Does someone have examples of using the UPathIOMan...
# ask-community
m
Does someone have examples of using the UPathIOManager? I checked the docs and it's not that obvious to me atm
j
The UPathIOManager is a pretty recent community contribution. @Daniel Gafni i believe it was your PR right? do you have some examples of using it?
d
Sure, I have some examples, but they don't differ much from the docs (because you need to write so little code to use
UPathIOManager
). Here is the example from the docs. Here are my examples:
Copy code
class JSONIOManager(UPathIOManager):
    extension: str = ".json"

    def dump_to_path(self, context: OutputContext, obj: Any, path: UPath):
        with path.open("wb") as file:
            file.write(orjson.dumps(obj))

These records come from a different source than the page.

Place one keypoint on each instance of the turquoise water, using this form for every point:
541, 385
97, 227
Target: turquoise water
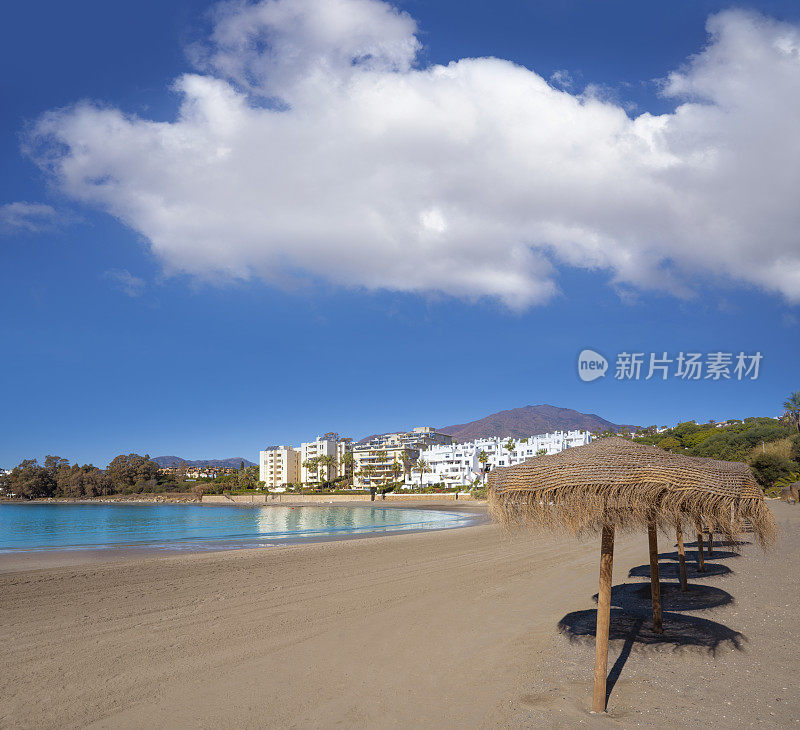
37, 526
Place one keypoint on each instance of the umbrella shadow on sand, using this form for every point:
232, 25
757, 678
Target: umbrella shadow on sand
631, 624
672, 571
719, 543
691, 555
635, 598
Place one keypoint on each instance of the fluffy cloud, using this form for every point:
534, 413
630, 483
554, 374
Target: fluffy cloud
27, 217
310, 144
126, 282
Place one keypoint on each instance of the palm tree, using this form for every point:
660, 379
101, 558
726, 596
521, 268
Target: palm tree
405, 460
325, 463
422, 467
396, 468
348, 461
366, 471
792, 407
483, 457
312, 464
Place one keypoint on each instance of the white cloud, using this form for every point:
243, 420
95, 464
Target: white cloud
310, 142
26, 217
126, 282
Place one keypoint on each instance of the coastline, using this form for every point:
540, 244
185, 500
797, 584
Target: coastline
452, 628
36, 559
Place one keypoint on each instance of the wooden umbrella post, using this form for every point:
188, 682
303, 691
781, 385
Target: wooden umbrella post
603, 620
655, 585
701, 563
681, 557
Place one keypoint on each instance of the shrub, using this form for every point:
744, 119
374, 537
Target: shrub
768, 468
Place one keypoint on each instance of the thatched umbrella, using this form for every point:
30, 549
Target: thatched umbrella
615, 484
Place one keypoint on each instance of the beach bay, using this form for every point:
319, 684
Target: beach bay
452, 628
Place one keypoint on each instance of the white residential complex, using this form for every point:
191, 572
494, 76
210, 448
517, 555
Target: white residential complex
460, 465
279, 466
393, 457
284, 465
384, 459
331, 449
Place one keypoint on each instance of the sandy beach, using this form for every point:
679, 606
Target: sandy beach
454, 628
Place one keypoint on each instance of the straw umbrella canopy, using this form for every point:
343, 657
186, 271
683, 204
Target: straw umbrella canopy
615, 484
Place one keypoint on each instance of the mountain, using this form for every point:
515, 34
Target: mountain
531, 420
234, 461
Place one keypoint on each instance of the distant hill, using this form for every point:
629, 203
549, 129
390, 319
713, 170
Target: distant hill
234, 461
530, 420
527, 421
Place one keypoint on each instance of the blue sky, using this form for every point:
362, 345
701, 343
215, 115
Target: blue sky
113, 347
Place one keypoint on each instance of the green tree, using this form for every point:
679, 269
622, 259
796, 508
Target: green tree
367, 472
792, 407
324, 465
31, 481
769, 468
483, 458
348, 462
405, 460
311, 465
422, 467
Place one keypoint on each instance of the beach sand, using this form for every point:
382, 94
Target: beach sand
454, 628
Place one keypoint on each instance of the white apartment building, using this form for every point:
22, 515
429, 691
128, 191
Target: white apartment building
279, 466
459, 465
330, 445
375, 460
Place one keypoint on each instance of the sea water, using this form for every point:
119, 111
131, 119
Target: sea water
68, 526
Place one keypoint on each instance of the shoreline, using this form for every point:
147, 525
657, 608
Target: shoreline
44, 558
446, 628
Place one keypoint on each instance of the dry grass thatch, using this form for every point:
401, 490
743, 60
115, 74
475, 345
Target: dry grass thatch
615, 481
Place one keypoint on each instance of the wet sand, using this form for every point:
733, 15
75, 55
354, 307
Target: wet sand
454, 628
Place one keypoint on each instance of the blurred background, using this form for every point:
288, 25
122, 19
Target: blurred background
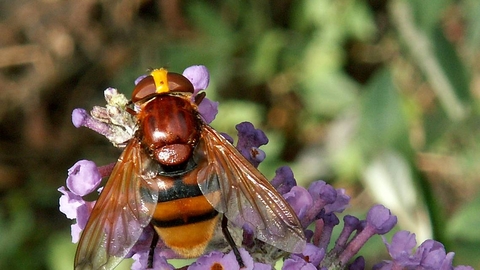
381, 98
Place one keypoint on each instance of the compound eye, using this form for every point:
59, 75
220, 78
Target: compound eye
144, 89
178, 83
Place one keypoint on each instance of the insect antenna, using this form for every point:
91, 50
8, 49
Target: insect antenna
152, 250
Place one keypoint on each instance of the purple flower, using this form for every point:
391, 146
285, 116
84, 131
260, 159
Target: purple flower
249, 139
80, 118
208, 110
218, 260
297, 263
198, 76
316, 207
283, 180
83, 177
300, 200
429, 255
379, 221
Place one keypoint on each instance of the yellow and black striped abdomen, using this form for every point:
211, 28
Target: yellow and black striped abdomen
183, 218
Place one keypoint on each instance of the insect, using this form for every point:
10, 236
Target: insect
182, 177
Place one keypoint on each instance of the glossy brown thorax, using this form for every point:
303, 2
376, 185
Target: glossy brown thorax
169, 126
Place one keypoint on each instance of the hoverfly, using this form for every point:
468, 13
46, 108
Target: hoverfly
180, 176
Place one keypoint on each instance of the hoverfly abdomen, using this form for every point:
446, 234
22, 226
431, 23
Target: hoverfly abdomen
184, 219
170, 129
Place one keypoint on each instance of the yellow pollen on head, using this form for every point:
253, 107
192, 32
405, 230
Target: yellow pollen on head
160, 79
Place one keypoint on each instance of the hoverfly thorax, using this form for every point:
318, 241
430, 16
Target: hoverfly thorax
168, 121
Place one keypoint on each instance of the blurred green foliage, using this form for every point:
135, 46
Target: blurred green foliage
378, 97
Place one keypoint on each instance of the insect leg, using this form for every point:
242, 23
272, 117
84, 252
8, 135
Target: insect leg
230, 241
152, 250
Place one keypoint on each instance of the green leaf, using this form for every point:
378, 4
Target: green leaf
428, 13
382, 123
461, 224
452, 65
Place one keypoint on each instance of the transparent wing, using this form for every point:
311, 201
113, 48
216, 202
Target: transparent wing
247, 197
123, 209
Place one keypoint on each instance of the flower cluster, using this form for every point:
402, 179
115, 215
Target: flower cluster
316, 207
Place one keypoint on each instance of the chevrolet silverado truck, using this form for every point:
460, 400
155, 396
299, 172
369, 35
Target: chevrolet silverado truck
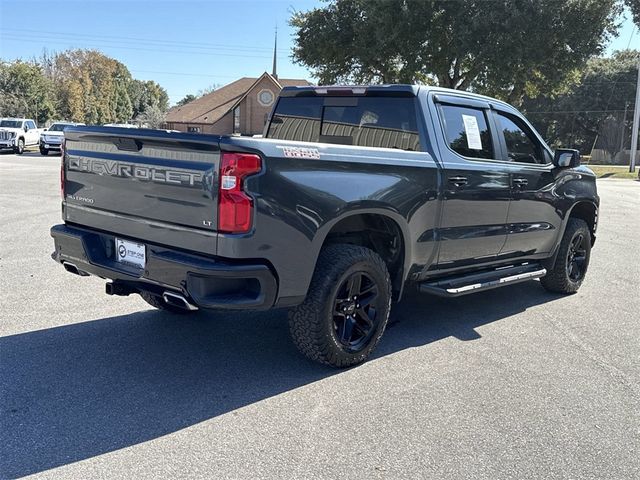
354, 195
18, 133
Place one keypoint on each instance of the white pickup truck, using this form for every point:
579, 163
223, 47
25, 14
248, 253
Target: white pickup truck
18, 133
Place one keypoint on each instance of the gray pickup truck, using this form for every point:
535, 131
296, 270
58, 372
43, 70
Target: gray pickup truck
353, 195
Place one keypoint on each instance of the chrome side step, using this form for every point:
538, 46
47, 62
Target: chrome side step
178, 300
457, 287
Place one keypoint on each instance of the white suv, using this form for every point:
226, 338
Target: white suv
18, 133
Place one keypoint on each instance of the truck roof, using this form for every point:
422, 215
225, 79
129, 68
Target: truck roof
397, 89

    def load_from_path(self, context: InputContext, path: UPath) -> Any:
        with path.open("rb") as file:
            return orjson.loads(file.read())


class ParquetIOManager(UPathIOManager):
    extension: str = ".pq"

    def dump_to_path(self, context: OutputContext, obj: pl.DataFrame, path: UPath):
        with path.open("wb") as file:
            obj.write_parquet(file)

    def load_from_path(self, path: UPath, context: InputContext) -> pl.DataFrame:
        columns = context.metadata.get("columns")
        if columns is not None:
            context.log.debug(f"Loading {columns=}")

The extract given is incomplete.